The process of justification requires that the potential benefit of the procedure outweighs the risk of induction of cancer in the exposed individual. The size of that risk depends on patient factors (in particular the age - children and young adults are especially susceptible), the extent and part of the body exposed (since some organs are more sensitive to IR than others) and to the nature of the examination and the imaging protocol used to perform it. For example CT scans may be obtained before intravenous iodinated contrast injection and in one or more phases post-contrast.
The risk of cancer induction by IR is a deferred risk that may occur from 5 to 15 years after exposure. The underlying clinical context in the individual patient is important, since, for example, in a patient who is undergoing imaging for an incurable cancer and also in, say, an 80 year old patient, the risk may be irrelevant.

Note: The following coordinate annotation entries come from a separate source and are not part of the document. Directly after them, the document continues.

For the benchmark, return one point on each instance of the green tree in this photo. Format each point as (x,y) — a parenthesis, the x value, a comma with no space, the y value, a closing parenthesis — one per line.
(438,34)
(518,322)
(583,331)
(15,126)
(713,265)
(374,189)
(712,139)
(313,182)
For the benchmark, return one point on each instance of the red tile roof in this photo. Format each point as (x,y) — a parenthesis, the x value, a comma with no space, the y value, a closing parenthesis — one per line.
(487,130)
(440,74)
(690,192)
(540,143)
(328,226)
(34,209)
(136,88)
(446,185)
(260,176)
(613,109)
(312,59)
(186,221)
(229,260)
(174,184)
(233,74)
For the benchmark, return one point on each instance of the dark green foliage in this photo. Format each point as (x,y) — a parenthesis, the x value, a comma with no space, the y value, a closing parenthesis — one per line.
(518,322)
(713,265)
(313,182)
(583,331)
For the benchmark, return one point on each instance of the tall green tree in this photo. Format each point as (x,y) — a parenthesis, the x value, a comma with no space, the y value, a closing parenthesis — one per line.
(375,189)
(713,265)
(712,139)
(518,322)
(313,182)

A CT scan of the abdomen and pelvis, depending on the protocol used may expose the patient to about 20mSv of IR which, on average, increases the risk of fatal cancer by about 1 in 1000. However, this risk may be doubled in young patients, and halved in elderly patients. Remember, though, that the risk is cumulative if the patient undergoes repeated scans. This risk must be put into the clinical context and compared against other common risks. For example the risk of being killed on WA roads in a ten year period is approximately 1 in 1000.
In summary, if the potential benefit of the scan outweighs the risk, then the scan is justified. If the patient needs a scan for treatment or management then they should not be put off having one. Appropriate CT scans are good; inappropriate scans are bad.